The fund's holdings consist of 225 pieces of paper, each one representing Special Issue U.S. Treasury Bonds in multibillion-dollar denominations, $1.76 trillion in all.
Those pieces of paper aren't actual bonds; the real ones exist only in electronic form. The office maintains the ersatz documents because federal law requires that the fund - actually two funds, one for Old Age Survivors Insurance, the other for Disability Insurance - have a store of "paper instruments."
Understanding the trust fund is essential for assessing the urgency of the case for remaking the federal retirement system. Invariably, Social Security's timetable for distress is expressed in terms of when the fund has to be used and when it runs dry.
So do the bonds in it have any financial value?
For all the rhetorical obfuscation in the Social Security debate, there is little dispute among experts over some basic aspects of the trust fund.
They agree that the fund has real value, if only because the government says it does, and that it carries a real price.
In a report last year, the Congressional Budget Office called the trust fund mainly an "accounting mechanism" that contains "no economic resources." It described the bonds as legal commitments to pay, as opposed to the ability to do so. All of which has been said by other agencies in other years.
Yet those commitments are of great significance, even if they do represent promises (IOUs) made by one part of the government to another. Such commitments are the basis on which all government securities are issued. Not to honor the pledges would amount to default.

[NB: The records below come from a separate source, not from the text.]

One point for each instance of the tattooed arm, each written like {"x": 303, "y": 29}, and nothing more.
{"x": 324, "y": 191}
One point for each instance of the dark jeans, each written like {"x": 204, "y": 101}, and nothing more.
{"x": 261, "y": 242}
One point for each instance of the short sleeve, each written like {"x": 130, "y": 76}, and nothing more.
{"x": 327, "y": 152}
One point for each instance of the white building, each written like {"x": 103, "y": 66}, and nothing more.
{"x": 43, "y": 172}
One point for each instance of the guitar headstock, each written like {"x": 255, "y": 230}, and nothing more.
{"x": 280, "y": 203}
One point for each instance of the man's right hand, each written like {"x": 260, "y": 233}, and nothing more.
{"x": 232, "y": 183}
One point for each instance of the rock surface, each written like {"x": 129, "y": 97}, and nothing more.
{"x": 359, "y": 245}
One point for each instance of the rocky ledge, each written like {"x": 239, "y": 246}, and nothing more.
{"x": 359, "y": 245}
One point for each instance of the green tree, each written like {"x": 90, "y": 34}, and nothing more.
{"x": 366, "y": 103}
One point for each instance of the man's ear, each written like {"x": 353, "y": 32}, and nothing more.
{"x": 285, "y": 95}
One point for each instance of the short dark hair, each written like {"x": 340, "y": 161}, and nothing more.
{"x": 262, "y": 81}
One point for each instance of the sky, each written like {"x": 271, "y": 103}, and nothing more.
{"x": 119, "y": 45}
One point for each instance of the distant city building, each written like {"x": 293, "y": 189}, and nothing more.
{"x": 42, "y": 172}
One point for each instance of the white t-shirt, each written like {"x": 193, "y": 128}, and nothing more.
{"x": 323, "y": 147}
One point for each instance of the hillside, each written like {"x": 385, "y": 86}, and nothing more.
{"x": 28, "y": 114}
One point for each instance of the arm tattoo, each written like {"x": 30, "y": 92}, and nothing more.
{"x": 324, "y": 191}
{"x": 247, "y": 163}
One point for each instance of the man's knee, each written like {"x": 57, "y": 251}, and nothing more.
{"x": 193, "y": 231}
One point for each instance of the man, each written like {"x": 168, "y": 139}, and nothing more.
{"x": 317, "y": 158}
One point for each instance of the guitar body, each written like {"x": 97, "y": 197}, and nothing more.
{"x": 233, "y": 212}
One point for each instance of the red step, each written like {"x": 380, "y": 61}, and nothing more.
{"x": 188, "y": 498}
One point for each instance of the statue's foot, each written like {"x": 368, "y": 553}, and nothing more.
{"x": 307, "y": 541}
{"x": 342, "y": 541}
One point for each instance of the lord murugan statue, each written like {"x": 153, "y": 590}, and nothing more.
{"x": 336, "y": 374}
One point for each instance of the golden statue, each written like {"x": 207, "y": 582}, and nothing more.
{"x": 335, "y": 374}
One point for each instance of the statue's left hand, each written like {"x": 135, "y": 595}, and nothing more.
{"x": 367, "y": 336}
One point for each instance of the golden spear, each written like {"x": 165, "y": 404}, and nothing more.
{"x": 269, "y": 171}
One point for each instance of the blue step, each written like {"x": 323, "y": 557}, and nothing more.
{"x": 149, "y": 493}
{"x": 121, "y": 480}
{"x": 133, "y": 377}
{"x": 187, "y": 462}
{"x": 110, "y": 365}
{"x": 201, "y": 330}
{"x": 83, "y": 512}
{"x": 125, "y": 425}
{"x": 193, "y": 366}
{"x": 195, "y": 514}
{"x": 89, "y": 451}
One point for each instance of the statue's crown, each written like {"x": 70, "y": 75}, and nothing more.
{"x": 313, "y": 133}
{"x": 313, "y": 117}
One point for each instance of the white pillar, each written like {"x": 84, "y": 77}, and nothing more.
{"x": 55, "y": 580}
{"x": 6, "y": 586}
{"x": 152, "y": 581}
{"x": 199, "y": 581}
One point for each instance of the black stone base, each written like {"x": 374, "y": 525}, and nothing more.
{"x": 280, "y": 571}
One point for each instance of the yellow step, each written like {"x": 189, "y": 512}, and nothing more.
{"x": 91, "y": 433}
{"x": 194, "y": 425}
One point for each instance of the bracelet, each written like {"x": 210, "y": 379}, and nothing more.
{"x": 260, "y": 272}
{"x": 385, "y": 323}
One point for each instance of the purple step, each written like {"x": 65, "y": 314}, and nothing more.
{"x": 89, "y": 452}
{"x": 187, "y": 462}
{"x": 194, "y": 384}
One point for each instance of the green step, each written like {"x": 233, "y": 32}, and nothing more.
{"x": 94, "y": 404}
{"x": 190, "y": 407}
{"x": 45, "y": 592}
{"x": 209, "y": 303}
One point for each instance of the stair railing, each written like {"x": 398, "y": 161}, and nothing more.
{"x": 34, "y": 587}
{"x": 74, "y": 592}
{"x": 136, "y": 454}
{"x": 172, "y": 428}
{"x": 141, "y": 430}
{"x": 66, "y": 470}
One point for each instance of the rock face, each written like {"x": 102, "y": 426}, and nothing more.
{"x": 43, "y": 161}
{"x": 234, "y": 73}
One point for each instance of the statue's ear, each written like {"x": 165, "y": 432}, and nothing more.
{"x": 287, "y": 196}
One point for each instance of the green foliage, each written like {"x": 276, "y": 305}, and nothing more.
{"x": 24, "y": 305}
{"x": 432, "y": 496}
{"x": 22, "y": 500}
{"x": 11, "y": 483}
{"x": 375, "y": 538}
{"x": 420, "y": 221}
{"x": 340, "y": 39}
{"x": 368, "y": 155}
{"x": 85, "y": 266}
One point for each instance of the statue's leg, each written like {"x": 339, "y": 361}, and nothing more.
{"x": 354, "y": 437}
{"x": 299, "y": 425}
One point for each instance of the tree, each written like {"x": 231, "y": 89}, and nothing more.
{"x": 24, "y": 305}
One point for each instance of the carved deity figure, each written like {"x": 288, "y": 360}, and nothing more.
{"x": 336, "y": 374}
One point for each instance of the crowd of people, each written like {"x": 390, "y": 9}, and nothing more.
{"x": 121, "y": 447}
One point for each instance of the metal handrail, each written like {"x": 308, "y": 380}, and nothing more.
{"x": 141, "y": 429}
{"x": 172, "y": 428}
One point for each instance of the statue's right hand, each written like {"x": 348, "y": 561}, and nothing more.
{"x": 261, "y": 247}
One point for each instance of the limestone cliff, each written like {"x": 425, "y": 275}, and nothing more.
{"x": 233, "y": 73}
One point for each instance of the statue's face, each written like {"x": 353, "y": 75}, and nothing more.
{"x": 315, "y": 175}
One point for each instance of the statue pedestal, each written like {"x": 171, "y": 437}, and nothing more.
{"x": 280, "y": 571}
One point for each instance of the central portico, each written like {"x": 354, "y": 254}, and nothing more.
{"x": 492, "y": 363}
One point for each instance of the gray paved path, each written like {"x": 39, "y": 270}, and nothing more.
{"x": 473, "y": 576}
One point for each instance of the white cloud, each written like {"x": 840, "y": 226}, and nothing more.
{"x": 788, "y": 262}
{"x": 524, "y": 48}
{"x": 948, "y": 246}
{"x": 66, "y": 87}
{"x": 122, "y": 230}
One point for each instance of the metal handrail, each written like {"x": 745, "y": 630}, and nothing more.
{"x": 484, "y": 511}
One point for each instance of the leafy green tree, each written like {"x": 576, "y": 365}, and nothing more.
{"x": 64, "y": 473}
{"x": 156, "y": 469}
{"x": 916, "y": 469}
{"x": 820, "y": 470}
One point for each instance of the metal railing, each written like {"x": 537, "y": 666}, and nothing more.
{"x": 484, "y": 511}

"Has the United States ever defaulted on its obligations? I don't think so," said Mark Weisbrot, codirector of the liberal, Washington-based Center for Economic and Policy Research. "Those bonds are as real as the ones held by Bill Gates and the government of China. Not to pay them would be robbery."
One way or another, the bonds will have to be honored. But there is no money set aside to pay for them.
When the bonds come due, the government will have to adjust its finances by reducing other spending, increasing other borrowing, or raising other taxes. There are no other options.
The real reason to reform SS is to make the system better and restore its moral component, but to pretend its financial situation is untroubled is sheer nonsense. The funniest current Democratic mantra is that even when the President says the system will be broke, "it will still be able to pay 80% of its obligations." Republicans should start running ads saying the Democrats are proposing a 20% cut in SS. Posted by Orrin Judd at February 13, 2005 6:30 AM
If a private firm ran a employee pension fund that could only pay 80% of its obligations, everyone connected with it would be jailed by the IRS.
But then the government isn't above consumer fraud when it comes to Social Security, as its taxation for those folks who worked hard and saved their money abundantly shows. Can you imagine what the SEC would do to a company that took people's money promising them a certain future payout and then cut that payout to a class of its subscribers, because those subscribers already have 'enough money.' They'd be in the Chateau D'If.
Posted by: Bart at February 13, 2005 1:28 PMCome on now, admit it, some of you must have had a twinge of nerves/fear when you saw that these 'bonds' are in a building put up by and for Robert Byrd.